SIC3D: Style Image Conditioned Text-to-3D Gaussian Splatting Generation
2026-04-09 • Computer Vision and Pattern Recognition
Computer Vision and Pattern Recognition
AI summaryⓘ
The authors developed SIC3D, a two-step method to create 3D objects from text and images. First, their model generates a 3D shape from a text description. Then, it applies the style of a reference image onto that 3D shape, improving texture detail and control. They introduced a new technique called Variational Stylized Score Distillation to better capture textures without messing up the shape. Their experiments showed that SIC3D produces more accurate shapes and styles than earlier methods.

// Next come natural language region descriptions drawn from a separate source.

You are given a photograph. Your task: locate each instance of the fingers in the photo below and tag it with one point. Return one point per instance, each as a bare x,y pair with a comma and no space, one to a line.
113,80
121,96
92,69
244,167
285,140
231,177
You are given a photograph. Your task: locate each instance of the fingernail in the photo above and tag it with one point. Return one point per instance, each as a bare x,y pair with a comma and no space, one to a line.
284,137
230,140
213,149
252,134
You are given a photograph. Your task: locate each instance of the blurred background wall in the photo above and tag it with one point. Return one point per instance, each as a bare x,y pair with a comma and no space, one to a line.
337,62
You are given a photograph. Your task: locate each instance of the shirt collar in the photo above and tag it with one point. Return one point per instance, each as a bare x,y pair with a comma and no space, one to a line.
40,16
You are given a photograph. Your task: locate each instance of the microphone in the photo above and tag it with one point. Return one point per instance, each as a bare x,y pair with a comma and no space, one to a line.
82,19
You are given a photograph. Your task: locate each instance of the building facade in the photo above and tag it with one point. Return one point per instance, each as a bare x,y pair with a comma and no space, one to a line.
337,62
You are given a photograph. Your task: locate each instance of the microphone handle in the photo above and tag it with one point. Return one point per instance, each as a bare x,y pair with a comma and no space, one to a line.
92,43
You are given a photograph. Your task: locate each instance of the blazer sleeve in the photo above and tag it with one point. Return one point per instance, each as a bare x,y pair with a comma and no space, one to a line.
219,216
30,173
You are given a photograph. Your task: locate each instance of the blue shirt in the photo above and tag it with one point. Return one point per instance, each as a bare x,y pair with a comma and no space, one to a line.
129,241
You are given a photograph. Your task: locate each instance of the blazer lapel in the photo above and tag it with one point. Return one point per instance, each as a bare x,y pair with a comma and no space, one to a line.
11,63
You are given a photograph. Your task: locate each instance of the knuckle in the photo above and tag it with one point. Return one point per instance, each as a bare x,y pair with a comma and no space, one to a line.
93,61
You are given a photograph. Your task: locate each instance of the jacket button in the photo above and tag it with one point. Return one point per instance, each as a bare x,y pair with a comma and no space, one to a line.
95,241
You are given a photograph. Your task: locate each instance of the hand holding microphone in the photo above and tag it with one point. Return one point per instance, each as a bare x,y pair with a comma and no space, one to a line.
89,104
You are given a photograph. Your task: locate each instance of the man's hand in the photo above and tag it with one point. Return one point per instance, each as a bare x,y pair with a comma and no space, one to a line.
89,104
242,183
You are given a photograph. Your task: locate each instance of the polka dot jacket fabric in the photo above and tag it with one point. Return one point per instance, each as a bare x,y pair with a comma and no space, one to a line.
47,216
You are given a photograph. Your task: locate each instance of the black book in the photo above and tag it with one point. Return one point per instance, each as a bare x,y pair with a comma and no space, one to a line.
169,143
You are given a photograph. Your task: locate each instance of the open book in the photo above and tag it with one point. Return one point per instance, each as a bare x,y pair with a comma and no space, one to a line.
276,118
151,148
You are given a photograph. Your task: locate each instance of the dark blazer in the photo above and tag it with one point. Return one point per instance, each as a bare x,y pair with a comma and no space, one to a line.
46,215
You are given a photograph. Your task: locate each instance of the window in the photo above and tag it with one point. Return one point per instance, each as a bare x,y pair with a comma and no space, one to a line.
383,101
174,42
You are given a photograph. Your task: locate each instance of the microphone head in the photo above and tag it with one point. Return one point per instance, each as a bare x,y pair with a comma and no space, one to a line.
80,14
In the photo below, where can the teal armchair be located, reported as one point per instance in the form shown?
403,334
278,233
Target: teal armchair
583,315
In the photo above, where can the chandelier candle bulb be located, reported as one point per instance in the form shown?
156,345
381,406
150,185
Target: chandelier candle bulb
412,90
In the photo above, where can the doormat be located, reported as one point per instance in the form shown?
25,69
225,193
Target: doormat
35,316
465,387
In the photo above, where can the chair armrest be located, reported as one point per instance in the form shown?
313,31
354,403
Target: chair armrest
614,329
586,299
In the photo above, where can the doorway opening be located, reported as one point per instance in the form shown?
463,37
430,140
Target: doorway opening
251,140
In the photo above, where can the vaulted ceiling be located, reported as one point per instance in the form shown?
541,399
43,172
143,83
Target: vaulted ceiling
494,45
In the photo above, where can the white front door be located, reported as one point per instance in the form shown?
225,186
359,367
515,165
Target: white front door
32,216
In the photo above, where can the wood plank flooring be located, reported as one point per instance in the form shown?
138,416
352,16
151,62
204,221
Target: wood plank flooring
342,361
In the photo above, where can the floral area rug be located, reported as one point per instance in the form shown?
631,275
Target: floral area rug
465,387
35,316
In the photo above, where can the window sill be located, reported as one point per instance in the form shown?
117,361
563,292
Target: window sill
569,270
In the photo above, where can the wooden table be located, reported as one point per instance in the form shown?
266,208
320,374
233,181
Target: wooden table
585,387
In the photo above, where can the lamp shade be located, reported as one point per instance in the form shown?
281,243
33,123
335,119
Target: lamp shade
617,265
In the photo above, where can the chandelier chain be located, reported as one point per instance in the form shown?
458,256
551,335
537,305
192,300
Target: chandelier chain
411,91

text-to-3D generation3D Gaussian Splattingdiffusion modelsstyle transferVariational Stylized Score Distillationtexture synthesisgeometric fidelity3D representationregularizationimage-conditioned generation
Authors
Ming He, Zhixiang Chen, Steve Maddock
Abstract
Recent progress in text-to-3D object generation enables the synthesis of detailed geometry from text input by leveraging 2D diffusion models and differentiable 3D representations. However, the approaches often suffer from limited controllability and texture ambiguity due to the limitation of the text modality. To address this, we present SIC3D, a controllable image-conditioned text-to-3D generation pipeline with 3D Gaussian Splatting (3DGS). There are two stages in SIC3D. The first stage generates the 3D object content from text with a text-to-3DGS generation model. The second stage transfers style from a reference image to the 3DGS. Within this stylization stage, we introduce a novel Variational Stylized Score Distillation (VSSD) loss to effectively capture both global and local texture patterns while mitigating conflicts between geometry and appearance. A scaling regularization is further applied to prevent the emergence of artifacts and preserve the pattern from the style image. Extensive experiments demonstrate that SIC3D enhances geometric fidelity and style adherence, outperforming prior approaches in both qualitative and quantitative evaluations.